Sorglich führte sie Jutta zu einem Sessel. Erst wollte sie nichts davon wissen, dass man der Mutter den Tod ihres Sohnes verheimliche. Als ihr Gatte ihr jedoch alles auseinander setzte, sah sie ein, dass die Ärmste noch immer früh genug das Schreckliche erfahren würde. Entschlossen und umsichtig, wie eine echte Arztfrau, beriet sie nun mit ihrem Gatten, was zu tun sei.

Jutta saß schweigend dabei und empfand es als Wohltat, dass andere für sie handelten und dachten.

Endlich war alles reiflich erwogen.

Jutta sollte jetzt heimkehren, damit die Mutter nichts von ihrer Abwesenheit bemerkte. Gleich danach sollte der Doktor einen Besuch bei ihrer Mutter machen.
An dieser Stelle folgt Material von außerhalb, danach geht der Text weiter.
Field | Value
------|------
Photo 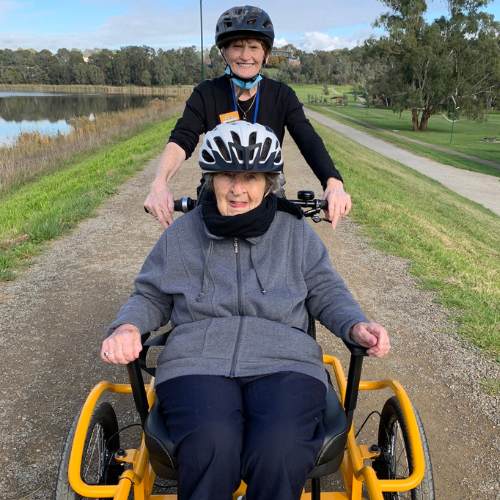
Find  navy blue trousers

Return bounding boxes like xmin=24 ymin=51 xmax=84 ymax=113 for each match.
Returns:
xmin=156 ymin=372 xmax=326 ymax=500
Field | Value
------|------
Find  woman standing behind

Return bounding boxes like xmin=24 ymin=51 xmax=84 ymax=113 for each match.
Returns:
xmin=144 ymin=5 xmax=351 ymax=228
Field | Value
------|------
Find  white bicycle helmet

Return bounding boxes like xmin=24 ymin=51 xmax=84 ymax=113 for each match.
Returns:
xmin=199 ymin=120 xmax=283 ymax=173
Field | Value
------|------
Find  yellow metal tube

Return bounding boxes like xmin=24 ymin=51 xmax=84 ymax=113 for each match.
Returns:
xmin=68 ymin=381 xmax=133 ymax=500
xmin=323 ymin=355 xmax=425 ymax=498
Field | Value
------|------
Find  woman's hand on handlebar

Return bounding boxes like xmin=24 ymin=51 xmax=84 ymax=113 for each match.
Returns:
xmin=350 ymin=321 xmax=391 ymax=358
xmin=144 ymin=182 xmax=174 ymax=228
xmin=323 ymin=178 xmax=352 ymax=229
xmin=101 ymin=324 xmax=142 ymax=365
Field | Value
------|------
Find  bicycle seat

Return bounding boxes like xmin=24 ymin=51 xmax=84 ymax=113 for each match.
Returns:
xmin=144 ymin=386 xmax=347 ymax=479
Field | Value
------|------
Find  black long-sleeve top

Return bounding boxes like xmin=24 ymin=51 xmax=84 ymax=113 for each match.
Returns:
xmin=169 ymin=76 xmax=342 ymax=189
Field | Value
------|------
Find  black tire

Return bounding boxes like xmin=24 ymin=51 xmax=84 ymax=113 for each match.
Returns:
xmin=373 ymin=397 xmax=435 ymax=500
xmin=54 ymin=403 xmax=123 ymax=500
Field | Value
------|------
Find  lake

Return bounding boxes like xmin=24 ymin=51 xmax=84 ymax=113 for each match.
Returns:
xmin=0 ymin=91 xmax=158 ymax=146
Zu derselben Zeit sollte des Doktors Diener zu Falkners hinübergehen und Minna melden, Fräulein Falkner möge sofort ins Geschäft von Brühl kommen, sich aber einrichten, den ganzen Tag dort zu bleiben, da sie gleich an Ort und Stelle eine Arbeit vornehmen müsse. Der Doktor wollte dann sagen, seine Frau solle zu Juttas Mutter kommen und da bleiben, bis Jutta am Abend zurückkehren würde.

Jutta dankte den beiden hilfsbereiten Menschen mit tränenfeuchten Augen.

Dann brach sie auf. Der alte Herr drückte ihr die Hand.

„Also tapfer, Jutta, tapfer! Wenn dich je einmal der Jammer überwältigt in der Gegenwart deiner Mutter, dann sag ihr, du hättest Zahnschmerzen. Es hilft nichts, Kind! Wenn du dir und Lena die Mutter erhalten willst, dann musst du den Schein aufrechterhalten.“

Jutta biss die Zähne zusammen. Etwas von ihrer alten Energie lag um den blassen Mund.

„Es muss gehen! Gott mag mir verzeihen, dass ich meiner armen Mutter diese Komödie vorspiele. Adieu, ihr lieben, guten Freunde, habt vielen Dank. Wenn ich euch jetzt nicht hätte!“

Jutta erfuhr von Minna, dass die Mutter ihre Abwesenheit gar nicht bemerkt habe.

Als sie am Wohnzimmer vorüber in ihr Arbeitszimmer gehen wollte, blieb sie einen Moment vor der Tür stehen, als wollte sie hineingehen. Aber sie vermochte es nicht, sie fürchtete sich geradezu, der Mutter in die Augen zu blicken.